Capital Markets marked time and fluctuated largely sideways after posting sharp gains in the first month (July) of the 3rd Quarter.
Fixed Income3qtr1
The 10-year US Treasury yield crept up to 1.6% after falling to 1.36% earlier in the quarter. The longer end of the curve remained less steep with the 30 Year note yielding just 2.32%. It began the quarter yielding 2.29%, so it hardly budged. Municipal bond prices moderately declined during the quarter but traded down less than -0.31%. Inflation Protected Treasuries advanced 1.42% and is now up 6.58% year to date. The US Aggregate bond advanced by .46% and ended the quarter with a 5.80% year to date gain. Comments from the Federal Open Markets Committee suggest a rate hike is in play by the end of year. 
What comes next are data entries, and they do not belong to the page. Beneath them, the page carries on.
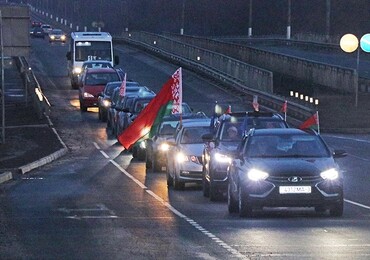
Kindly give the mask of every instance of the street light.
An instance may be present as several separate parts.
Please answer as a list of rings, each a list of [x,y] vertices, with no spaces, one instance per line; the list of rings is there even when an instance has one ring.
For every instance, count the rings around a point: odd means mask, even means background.
[[[185,0],[182,0],[181,29],[180,29],[181,35],[184,35],[184,26],[185,26]]]

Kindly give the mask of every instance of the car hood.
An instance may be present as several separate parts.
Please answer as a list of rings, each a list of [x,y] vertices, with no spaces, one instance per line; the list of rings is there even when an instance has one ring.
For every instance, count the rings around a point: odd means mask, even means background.
[[[221,142],[219,145],[218,145],[218,149],[220,151],[234,151],[236,150],[236,148],[238,147],[238,144],[240,144],[240,141],[237,141],[237,142]]]
[[[187,155],[202,156],[204,144],[180,144],[178,149]]]
[[[330,168],[338,168],[332,158],[258,158],[247,160],[246,166],[265,171],[270,176],[314,176]]]
[[[104,90],[105,85],[85,85],[83,90],[87,93],[90,93],[94,96],[97,96]]]

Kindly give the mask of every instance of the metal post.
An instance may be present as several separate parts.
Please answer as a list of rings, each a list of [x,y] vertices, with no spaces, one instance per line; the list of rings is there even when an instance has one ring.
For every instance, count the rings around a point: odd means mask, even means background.
[[[184,35],[184,26],[185,26],[185,0],[182,0],[181,29],[180,29],[181,35]]]
[[[0,10],[0,38],[1,38],[1,104],[2,104],[2,131],[1,142],[5,143],[5,78],[4,78],[4,40],[3,40],[3,15]]]
[[[248,28],[248,37],[252,37],[252,6],[253,6],[253,0],[249,0],[249,28]]]
[[[357,48],[357,59],[356,59],[356,77],[355,77],[355,107],[358,105],[358,78],[360,68],[360,47]]]
[[[288,0],[288,25],[287,25],[287,28],[286,28],[286,38],[287,38],[288,40],[290,40],[290,36],[291,36],[291,26],[290,26],[290,20],[291,20],[291,5],[292,5],[291,0]]]

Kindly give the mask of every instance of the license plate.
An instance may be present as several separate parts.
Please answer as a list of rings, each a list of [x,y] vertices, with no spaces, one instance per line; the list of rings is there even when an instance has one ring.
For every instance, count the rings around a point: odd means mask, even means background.
[[[311,186],[280,186],[280,194],[311,193]]]

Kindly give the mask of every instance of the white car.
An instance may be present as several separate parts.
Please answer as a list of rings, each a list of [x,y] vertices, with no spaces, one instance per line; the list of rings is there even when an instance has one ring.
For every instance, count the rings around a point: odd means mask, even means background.
[[[48,35],[53,29],[49,24],[42,24],[41,28],[44,30],[45,35]]]
[[[175,190],[183,189],[185,183],[202,182],[202,135],[210,131],[210,118],[186,119],[179,122],[175,138],[168,141],[167,185]]]

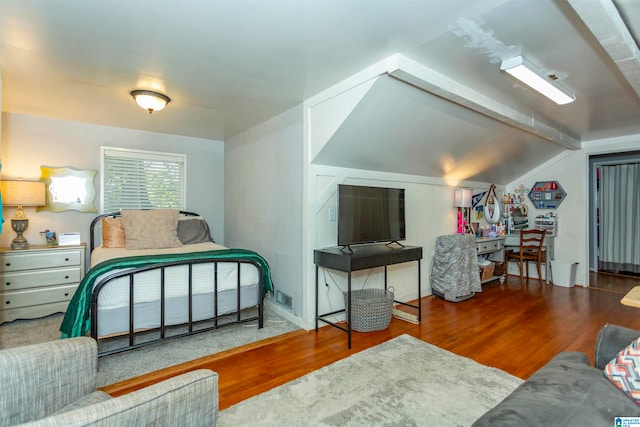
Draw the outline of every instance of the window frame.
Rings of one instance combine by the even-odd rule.
[[[159,162],[175,162],[182,164],[182,174],[181,174],[181,183],[180,183],[180,191],[181,197],[179,200],[179,206],[175,209],[185,210],[187,205],[187,155],[181,153],[169,153],[169,152],[160,152],[160,151],[150,151],[150,150],[139,150],[139,149],[131,149],[131,148],[119,148],[119,147],[108,147],[102,146],[100,147],[100,212],[101,213],[109,213],[105,210],[105,160],[107,157],[116,157],[123,159],[139,159],[145,161],[159,161]],[[148,209],[142,207],[124,207],[122,209]],[[155,207],[152,207],[155,209]],[[113,212],[113,209],[109,211]]]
The Russell 2000 rose 8.66% during the quarter with nearly 70% of the advance occurring in July. The DJIA and S&P 500 registered slightly negative returns during the months of August and September after rising 2.8% and 3.56% respectively in the month of July. The US broad market advanced by 4.48% during the third quarter. Information Technology handily outperformed while utilities and telecom underperformed.
Emerging markets were positive in all three months of the quarter advancing by 8.32%. Developed International rose by 5.8% but, still remain in the red for the year -0.85%. (Excluding dividends). Emerging markets have outperformed since the Brexit vote.
Commodity Update
Gold closed slightly lower ending the quarter at $1,313.30 after beginning the quarter at $ 1,318.40 per ounce. Similarly, oil jumped back to the $48 level where it began the quarter after OPEC officials publicly disclosed that they would be reducing production. Real estate investments, gold and other interest rate sensitive investments have now stalled earlier year to date advances, as the market seems somewhat concerned of the real possibility of an interest rate hike prior to year-end.

As one may surmise, the Presidential race has recently weighed on US markets. As public polls, tightened markets took notice. In recent days a Clinton poll bounce following the initial debate has clarified the election outcome somewhat; a determination that the market in general would welcome. However, over longer periods, we would suggest that history has shown that market performance is largely independent of the political party holding the Presidency. Companies, and in turn the market, will adapt no matter whom wins. It is the fundamentals that really matter for investors – corporate earnings driven largely by revenues.